I’ve been awakened by hyper kittens attacking my eyelids (my fault, I suppose, but there’s nothing I can do about that pesky REM), by the mail carrier trying to beat down my door, by a loudly screeching donkey, and by a rooster breaking forth into crow while standing on my chest (it was summer and I was sleeping on a cot outside - damn chicken snuck up on me).
Then there’s my daughter’s alarm clock.
She got it from my sister, who got it in (I think) Dubai, and it’s a little plastic mosque which plays a recording of the call to prayer. At least I think it’s the call to prayer. It’s Arabic singing, anyway. And it’s loud. Oh, so very loud.
When you’re dozing on the couch, and you know you’re home alone, and suddenly you hear a man wailing inside the house, and the dog chooses that exact moment to go insane because she hears a stranger - it wakes you up. It wakes you up so thoroughly that you may never go to sleep again.
My daughter is diabolical and will set the thing to go off at random times when she’s not home, just to mess with us (my husband’s been startled by the thing, too).
An insane lightning storm, while camping sans tent, just with a tarp.
The next night bear, sticking it’s paw between the chain-link fence front and wooden wall of a backpacking shelter.
The next night, a bear, not ten feet from our tarp. (It was an interesting trip).
Because my dad was a cruel, cruel man (who knew he didn’t want to be the one to make sure I got up in time to go to school) he trained our dog to come racing upstairs as soon as he let her out and then back in in the mornings. My mattress was just on the floor*, so my days generally started this way: clickclickclickclickpanting COLD DOG NOSE. Followed, inevitably, by reminding my little turncoat canine that she was lucky she was so adorable, because otherwise she’d be toast.
*I have no idea why, but at some point in my teen years it seemed like a really awesome idea.
Gunshots outside the building followed by circling police helicopters with search lights.
Screaming, moaning, and repeated smashing of glass followed by pounding on the front door.
The Muslim call to prayer, right outside the hotel window. Believe me, it’s louder in person.
But the worst was an unearthly scream of anguish that could only lead me to believe that someone was dying or dead. It was my dog, who had caught his toenail on the carpet and wrenched his ankle.
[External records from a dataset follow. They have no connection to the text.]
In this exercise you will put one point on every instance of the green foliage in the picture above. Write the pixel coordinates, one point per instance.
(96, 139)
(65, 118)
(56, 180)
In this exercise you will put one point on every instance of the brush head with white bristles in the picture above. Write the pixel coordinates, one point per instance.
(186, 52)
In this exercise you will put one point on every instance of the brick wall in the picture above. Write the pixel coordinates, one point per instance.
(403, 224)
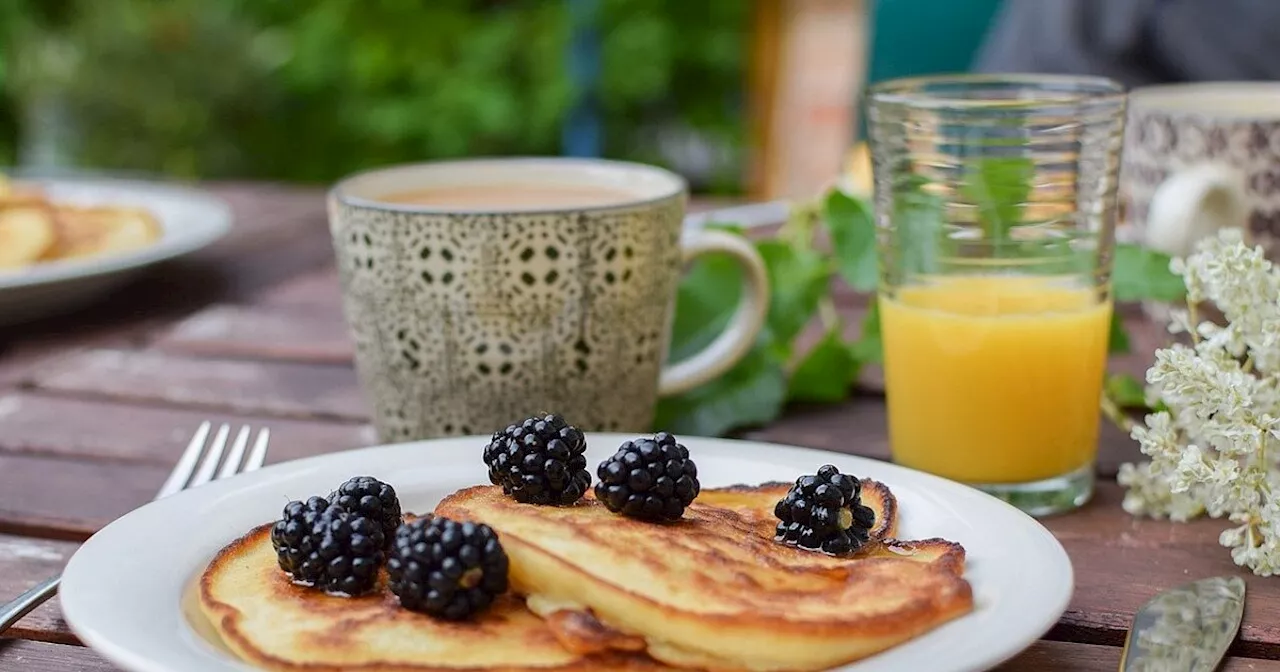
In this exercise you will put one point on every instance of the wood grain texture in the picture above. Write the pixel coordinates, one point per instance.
(39, 425)
(71, 498)
(44, 657)
(23, 563)
(272, 388)
(320, 291)
(280, 333)
(1095, 658)
(1121, 562)
(859, 426)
Sudden shit emergency. No slow and gradual wakeup, just eyes popping open and my first thought being “Oh no!”
I scurried out of bed as fast as I could, and my calf cramped on me. I fell to the ground and crawled to the bathroom, tired, in pain, and confused. It was then that I knew that there truly was no God.
Let’s see…cat landing on my stomach when I had a serious case of stomach flu, my husband waking up screaming from a horrible nightmare, and the thunderstorm to end all thunderstorms last summer that made me think half of our hillside was falling on our house.
One night I had a dream that I had been kidnapped and my legs were tied together. I woke up and our cat (fixed) was humping my legs. We now sleep with the bedroom door shut.
Also, the “thump” of a body on the floor, followed a few seconds later by the screaming of a 6 year old who insisted on sleeping in the top bunk even though there was nobody on the bottom.
This was not me - well it was, but I was the one blowing the trumpet at my sister who was notoriously hard to wake. I have never seen her move that fast in my life.
A hot air balloon flaying about 30’ from our window trying to land on the street. The roar of the burner took me a long time to figure out what it was till the whole balloon appeared in front of the window, forcing me bolt-upright.
I once had a fire detector that announced “Warning! Low battery!” when the batteries were getting low. I have no idea what moron designed that, because the first time it went off was at 2 am outside my bedroom door. I woke up thinking I was in a home invasion situation, because I hadn’t heard the words–just a loud, demanding voice ordering me to do something.
Also, when I first got my dog, he was pretty traumatized, having been abandoned at the animal shelter twice–the first time after the original owners had him for five years. It took him a long time to trust that he wasn’t going to be ditched again, and sometimes he’d have nightmares in which he let out the most heartbroken and lost howl you could imagine. It would yank me from sleep and leave my heart pounding, feeling like the entire world was crumbling. Fortunately, those eventually went away.
Yeah, I’ve experienced rude awakening by lightning storm in Florida.
I was just getting off to sleep when an enormous crash literally made me jump out of bed. I thought a car accident had just occurred it was so loud!
I quickly realised that the thunder that followed meant that it was only lightening, and I quickly settled back down to sleep … 30 seconds later, just as I’m dropping off - crash! and I’m jumping out of bed again!!